The time is fine, but the time zone is not right. Skip this.

View port snooping:

/ data # netstat-tnlActive Internet connections (only servers) Proto Recv-Q Send-Q Local Address Foreign Address State tcp 0 0 0.0.0.06379 0.0.0.0 LISTEN tcp 0 0:: 6379:: * LISTEN / data #

Use the redis-cli command:

/ data # redis-cli127.0.0.1:6379 > set age 23OK127.0.0.1:6379 > set name AdamOK127.0.0.1:6379 > keys * 1) "name" 2) "age" 127.0.0.1 set age 23OK127.0.0.1:6379 6379 > exit/data # exit$

Here you can see that redis-cli has its own user interface, so you can enter directly without starting / bin/sh:

$docker container exec-it redis redis-cli127.0.0.1:6379 > exit$Docker image

The basics of Docker mirroring.

Mirror start

The docker image contains the file system and its contents needed to start the container, so it is used to create and start the docker container.
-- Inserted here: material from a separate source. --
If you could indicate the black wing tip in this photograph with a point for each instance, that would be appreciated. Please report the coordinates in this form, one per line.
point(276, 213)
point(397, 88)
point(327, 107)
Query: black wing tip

The hierarchical construction mechanism is adopted, and the lowest layer is bootfs, followed by rootfs:

Bootfs: file systems used for system booting, including bootloader and kernel, are unmounted after the container is started to save memory resources

Rootfs: located on top of bootfs and represented as the root file system of the docker container:

In traditional mode, when the system starts up, the kernel mounts rootfs in "read-only" mode first, and then mounts it back to read-write mode after the integrity self-test is completed.

In docker, rootfs is mounted from the kernel to "read-only" mode, and then an additional "writable" layer is mounted through the "joint mount" technology.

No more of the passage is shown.